- Born: Paul Gordon Georges June 16, 1923 Portland, Multnomah County, Oregon, US
- Died: April 16, 2002 (aged 78) Isigny-sur-Mer, Lower Normandy, France
- Known for: Allegory, self-portraits

= Paul Georges =

American painter (1923–2002)

Paul Gordon Georges (June 15, 1923 - April 16, 2002) was an American painter. He painted large-scale figurative allegories and numerous self-portraits.

==Biography==
In January 1966, the cover of Art News featured Georges' painting In The Studio, now in the collection of the Whitney Museum of American Art.
Works were included in Whitney Museum Annuals of 1961, 1963, 1967 & 1969. Paintings by Georges are also in the collections of The Portland Art Museum, Oregon; Smart Museum University of Chicago; National Academy Museum, NYC; Rose Art Museum, Massachusetts; Weatherspoon Art Museum; Virginia Art Museum; Parrish Art Museum Southampton, Guild Hall Museum East Hampton and numerous others across America.

He was in 1976 the founder and until 1985 the chairman of the Artists' Choice Museum in New York City. He was a student of Fernande Leger in Paris 1949–52, and Hans Hofmann during 1947 in Provincetown with Larry Rivers, Wolf Kahn, Jane Freilicher and many other artists who became lifelong friends. He married Lisette Blumenfeld (daughter of photographer Erwin Blumenfeld) in 1950 after meeting at a party in Brâncuși's studio in the Passage Ronsin, Paris. They had two children Paulette Théodore of Marseille and Yvette Blumenfeld Georges Deeton of NYC who since 1989 Directs and manages Paul Georges Studio.
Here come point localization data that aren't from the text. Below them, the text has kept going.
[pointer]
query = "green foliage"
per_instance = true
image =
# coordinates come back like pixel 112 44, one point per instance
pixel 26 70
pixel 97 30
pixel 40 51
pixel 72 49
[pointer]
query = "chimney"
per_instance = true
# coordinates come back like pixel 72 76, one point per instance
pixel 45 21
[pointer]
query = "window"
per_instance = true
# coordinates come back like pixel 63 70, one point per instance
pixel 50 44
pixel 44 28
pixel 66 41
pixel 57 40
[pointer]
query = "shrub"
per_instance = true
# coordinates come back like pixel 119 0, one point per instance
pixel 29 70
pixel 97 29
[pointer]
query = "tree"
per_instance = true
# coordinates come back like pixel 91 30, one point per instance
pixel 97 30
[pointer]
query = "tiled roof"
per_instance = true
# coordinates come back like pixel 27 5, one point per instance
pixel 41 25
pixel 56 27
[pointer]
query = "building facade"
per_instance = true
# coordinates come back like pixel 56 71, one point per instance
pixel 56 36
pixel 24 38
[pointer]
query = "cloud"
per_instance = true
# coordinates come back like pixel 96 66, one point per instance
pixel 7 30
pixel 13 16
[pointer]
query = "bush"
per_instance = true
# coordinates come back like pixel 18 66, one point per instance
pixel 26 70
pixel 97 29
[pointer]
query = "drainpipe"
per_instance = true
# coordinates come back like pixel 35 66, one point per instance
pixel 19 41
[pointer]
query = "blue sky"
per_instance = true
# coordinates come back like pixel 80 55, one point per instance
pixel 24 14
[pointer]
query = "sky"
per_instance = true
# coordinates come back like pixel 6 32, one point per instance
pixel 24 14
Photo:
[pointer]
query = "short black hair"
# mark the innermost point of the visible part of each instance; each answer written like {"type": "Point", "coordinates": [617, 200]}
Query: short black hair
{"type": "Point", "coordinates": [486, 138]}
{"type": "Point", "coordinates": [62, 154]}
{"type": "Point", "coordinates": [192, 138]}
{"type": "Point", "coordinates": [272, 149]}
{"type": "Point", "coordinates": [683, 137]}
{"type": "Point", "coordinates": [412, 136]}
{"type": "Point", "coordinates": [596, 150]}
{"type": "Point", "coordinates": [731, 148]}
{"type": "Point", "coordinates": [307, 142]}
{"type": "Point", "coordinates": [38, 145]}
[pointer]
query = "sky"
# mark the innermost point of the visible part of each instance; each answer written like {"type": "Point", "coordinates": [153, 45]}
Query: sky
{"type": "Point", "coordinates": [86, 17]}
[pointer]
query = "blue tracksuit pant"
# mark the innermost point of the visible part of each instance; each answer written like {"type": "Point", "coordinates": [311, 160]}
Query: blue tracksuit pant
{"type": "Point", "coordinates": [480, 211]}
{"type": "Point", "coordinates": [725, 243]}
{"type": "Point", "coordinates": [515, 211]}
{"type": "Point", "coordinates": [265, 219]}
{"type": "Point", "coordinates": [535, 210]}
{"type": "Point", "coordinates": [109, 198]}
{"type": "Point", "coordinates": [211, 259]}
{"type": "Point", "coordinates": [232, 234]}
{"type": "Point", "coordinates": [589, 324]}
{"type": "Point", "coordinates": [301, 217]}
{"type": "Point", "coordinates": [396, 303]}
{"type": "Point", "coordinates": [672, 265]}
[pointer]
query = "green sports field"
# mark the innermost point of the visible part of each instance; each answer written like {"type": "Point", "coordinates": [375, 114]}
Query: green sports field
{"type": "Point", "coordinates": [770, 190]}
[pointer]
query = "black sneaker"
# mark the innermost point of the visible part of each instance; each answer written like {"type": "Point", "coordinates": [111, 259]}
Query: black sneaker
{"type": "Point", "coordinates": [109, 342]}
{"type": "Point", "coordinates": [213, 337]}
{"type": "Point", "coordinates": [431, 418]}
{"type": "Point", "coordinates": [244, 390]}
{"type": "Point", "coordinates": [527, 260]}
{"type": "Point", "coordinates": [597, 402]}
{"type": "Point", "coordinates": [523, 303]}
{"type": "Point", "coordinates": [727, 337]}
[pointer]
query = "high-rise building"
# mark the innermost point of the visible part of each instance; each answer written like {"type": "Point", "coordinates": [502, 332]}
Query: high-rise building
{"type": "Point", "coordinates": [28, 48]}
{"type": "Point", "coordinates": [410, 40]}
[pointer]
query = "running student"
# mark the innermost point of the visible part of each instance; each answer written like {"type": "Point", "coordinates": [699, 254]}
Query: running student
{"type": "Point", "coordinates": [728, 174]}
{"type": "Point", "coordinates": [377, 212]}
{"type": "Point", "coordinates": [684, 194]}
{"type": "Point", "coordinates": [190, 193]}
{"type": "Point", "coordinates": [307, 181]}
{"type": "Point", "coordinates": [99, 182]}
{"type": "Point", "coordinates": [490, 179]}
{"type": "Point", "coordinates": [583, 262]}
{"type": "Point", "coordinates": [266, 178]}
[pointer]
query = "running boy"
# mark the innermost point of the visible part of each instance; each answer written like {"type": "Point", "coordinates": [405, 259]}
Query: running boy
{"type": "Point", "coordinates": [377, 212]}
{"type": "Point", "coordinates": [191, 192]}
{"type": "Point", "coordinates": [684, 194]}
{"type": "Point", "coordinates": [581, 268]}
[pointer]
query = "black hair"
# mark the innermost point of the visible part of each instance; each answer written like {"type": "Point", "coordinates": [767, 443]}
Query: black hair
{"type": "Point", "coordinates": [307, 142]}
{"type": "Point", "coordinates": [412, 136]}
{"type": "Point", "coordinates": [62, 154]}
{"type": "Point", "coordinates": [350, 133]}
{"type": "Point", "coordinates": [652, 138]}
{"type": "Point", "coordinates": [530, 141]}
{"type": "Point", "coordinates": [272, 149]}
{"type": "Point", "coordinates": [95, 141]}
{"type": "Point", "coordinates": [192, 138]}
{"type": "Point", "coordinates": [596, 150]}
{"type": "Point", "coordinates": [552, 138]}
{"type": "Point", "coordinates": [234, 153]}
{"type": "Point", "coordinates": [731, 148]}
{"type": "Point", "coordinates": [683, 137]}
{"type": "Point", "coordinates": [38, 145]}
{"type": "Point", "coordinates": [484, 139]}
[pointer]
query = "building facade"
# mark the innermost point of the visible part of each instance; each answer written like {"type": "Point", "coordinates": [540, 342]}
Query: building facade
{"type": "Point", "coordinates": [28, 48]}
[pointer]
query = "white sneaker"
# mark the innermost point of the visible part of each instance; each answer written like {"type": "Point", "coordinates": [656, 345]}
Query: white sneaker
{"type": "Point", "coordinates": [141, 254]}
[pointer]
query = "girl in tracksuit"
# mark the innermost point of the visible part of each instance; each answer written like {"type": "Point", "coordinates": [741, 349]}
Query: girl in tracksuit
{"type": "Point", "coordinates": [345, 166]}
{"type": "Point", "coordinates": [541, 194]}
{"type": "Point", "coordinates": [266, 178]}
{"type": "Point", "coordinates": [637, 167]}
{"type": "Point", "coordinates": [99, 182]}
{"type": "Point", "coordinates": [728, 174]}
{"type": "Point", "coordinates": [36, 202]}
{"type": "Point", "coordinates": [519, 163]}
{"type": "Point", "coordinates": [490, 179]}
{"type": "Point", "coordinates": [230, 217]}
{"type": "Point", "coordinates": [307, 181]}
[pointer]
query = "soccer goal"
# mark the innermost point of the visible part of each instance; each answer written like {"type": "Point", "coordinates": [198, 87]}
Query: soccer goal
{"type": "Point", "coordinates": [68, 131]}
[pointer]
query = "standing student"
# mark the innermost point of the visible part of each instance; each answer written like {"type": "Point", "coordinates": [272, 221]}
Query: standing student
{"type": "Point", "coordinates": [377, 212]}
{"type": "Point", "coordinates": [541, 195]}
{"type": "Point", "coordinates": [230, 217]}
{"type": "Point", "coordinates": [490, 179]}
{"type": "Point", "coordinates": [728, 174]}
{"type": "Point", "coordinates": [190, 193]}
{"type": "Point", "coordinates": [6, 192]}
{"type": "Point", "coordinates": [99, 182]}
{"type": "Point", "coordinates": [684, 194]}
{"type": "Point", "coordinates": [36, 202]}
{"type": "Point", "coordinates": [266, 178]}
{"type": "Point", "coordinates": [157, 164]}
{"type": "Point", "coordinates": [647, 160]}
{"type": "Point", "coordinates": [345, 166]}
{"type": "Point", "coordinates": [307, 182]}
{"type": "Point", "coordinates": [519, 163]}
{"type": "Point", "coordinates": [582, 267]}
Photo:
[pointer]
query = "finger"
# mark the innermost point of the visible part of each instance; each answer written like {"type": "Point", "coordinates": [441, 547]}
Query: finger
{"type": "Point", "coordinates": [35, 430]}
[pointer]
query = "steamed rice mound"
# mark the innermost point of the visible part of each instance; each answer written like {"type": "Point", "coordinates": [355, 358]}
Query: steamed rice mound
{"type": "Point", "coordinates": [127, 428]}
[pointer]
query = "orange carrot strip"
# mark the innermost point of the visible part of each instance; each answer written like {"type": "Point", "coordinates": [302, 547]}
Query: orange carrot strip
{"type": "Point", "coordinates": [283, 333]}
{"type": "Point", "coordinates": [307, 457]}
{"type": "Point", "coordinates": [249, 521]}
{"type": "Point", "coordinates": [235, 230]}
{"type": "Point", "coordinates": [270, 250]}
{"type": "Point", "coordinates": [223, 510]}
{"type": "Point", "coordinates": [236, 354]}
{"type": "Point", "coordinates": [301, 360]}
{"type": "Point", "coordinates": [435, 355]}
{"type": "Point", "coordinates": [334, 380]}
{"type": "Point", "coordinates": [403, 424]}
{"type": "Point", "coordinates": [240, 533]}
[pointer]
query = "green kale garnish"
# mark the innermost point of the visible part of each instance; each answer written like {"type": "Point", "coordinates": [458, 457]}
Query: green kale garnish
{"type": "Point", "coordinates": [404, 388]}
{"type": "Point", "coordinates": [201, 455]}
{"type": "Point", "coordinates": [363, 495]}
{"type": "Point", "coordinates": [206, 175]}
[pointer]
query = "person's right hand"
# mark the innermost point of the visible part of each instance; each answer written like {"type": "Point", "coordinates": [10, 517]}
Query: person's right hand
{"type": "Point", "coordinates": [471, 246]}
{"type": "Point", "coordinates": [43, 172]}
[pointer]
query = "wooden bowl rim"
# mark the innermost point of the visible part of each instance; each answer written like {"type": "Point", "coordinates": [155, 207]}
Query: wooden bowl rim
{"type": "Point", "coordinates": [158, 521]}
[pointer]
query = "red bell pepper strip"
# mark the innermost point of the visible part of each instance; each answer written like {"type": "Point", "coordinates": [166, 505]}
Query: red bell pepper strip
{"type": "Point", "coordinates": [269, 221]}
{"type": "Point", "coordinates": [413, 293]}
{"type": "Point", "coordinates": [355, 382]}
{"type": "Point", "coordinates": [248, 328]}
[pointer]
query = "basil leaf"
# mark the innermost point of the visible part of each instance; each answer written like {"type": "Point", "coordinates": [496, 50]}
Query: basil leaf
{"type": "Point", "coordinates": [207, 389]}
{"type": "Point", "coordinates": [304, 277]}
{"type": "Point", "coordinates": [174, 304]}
He died at his home at Isigny-sur-Mer, Normandy, France, aged 78.

==Education==
- 1943 - Oregon State College
- 1943-45 - World War II Pacific Theater - awarded Purple Heart, Silver Star, Bronze Star, and more
- 1946-47 - University of Oregon at Eugene
- 1947 - Hans Hofmann School Provincetown, Mass. (summer)
- 1948 - solo exhibition at Reed College in Portland, Oregon
- 1949 - Académie de la Grande Chaumière
- 1949-52 - Atelier Fernand Léger
- 1952 - back in the USA he sold a painting by Alfred Sisley to help neighbor Mme. Mac Guffie a widow from France. Her husband was a dentist from Scotland who traded paintings from his customers who were Impressionist painters. Hansa Gallery cancelled his solo exhibition in 1954, but the exhibition was reviewed in Art News Magazine by Frank O'Hara. 'Selected by Clement Greenberg for 'Emerging Talent exhibition at the Kootz gallery in January 1954.
- 1955 - solo exhibition at the Tibor de Nagy Gallery in New York City.